STOCK markets in South-East Asia are expected to generate more excitement in the foreign investment community in the immediate future, but risk a major reversal if promises of reform and change are not fulfilled.
“People should be structurally overweight, and they should have an Asean weighting in their Asian portfolio,'' said CLSA Asia-Pacific Markets equity strategist Christopher Wood.
Speaking to the media in Kuala Lumpur yesterday, Wood said there was a lot of promise for the high beta – or more volatile – markets such as those in Indonesia, Thailand and the Philippines. The promise of structural change and major infrastructure spending was driving interest in those markets, he said.
“Indonesia is the high beta story, and the elections went on as well as anyone could expect. The macro picture has stabilised and the new government seems to be focusing on getting investment back into the country,'' he added.
Wood said the Philippines was the next market that would see tremendous growth.
“Stock market volume is up six-fold from the bottom. My guess is that the Philippines will come back from the dead in the next two years,'' he added.
The Indonesian market, the best performer in the region last year, reached a record high recently, while Thailand burst into life in 2003.
“In the short term, it would not be surprising if there is a correction in the markets that have had a huge run, like Indonesia, but in the longer run, these dips are buying opportunities.
“The big picture is that Asean is coming back, and it is structurally under-represented in all the indices. Global investors have put very little money into this region relative to what they used to own pre-Asian crisis,'' he said.
As for Malaysia and Singapore, Wood classified these markets as the more defensive ones in the region.
“What will make foreigners very excited about Malaysia is if they see real follow-through on the GLC (government-linked companies) restructuring story,'' he said. Failure to deliver on the GLC revamp story, however, could prove painful for the stock market, he warned.
On Asean currencies, which he described as dirt cheap, Wood said that would be another impetus for investors to look at the region more seriously.

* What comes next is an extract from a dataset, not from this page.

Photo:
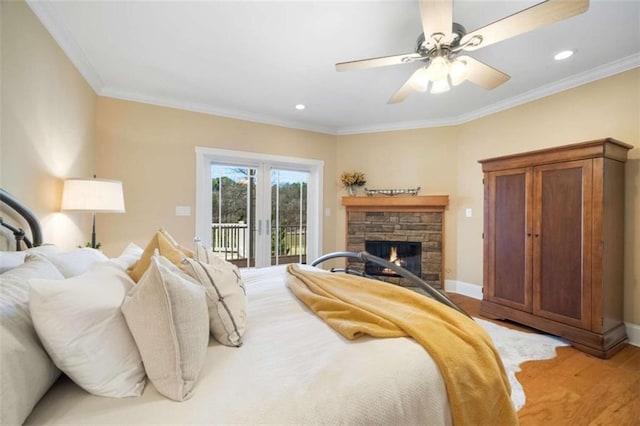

“Malaysia is as good an example as anywhere. Malaysia may not be cheap as a stock market but in dollar terms, it is extremely cheap. The one reason I am going to remain overweight on Malaysia is that the long-term concerns of valuations are dramatically compensated by the fact that the ringgit is dramatically cheap,'' he said.
Wood predicted the Singapore dollar would eventually trade below parity against the US currency, the ringgit would double in value and the Thai baht would appreciate to 20 against the US dollar.
“The currencies are going to go up, but not in the short term, because the central banks are resisting. Asean currencies are basically dirt cheap. The long-run trend is inevitable,” he added.
CLSA Indonesia head of research Michael Chambers said more European and US money was coming into the Thai, Indonesian and Philippine markets nowadays.
“It's more than what we have seen for a long time, and global money is coming into Thailand. There is a little looking at Indonesia, but they are too big for the Indonesian market at the moment,'' he said.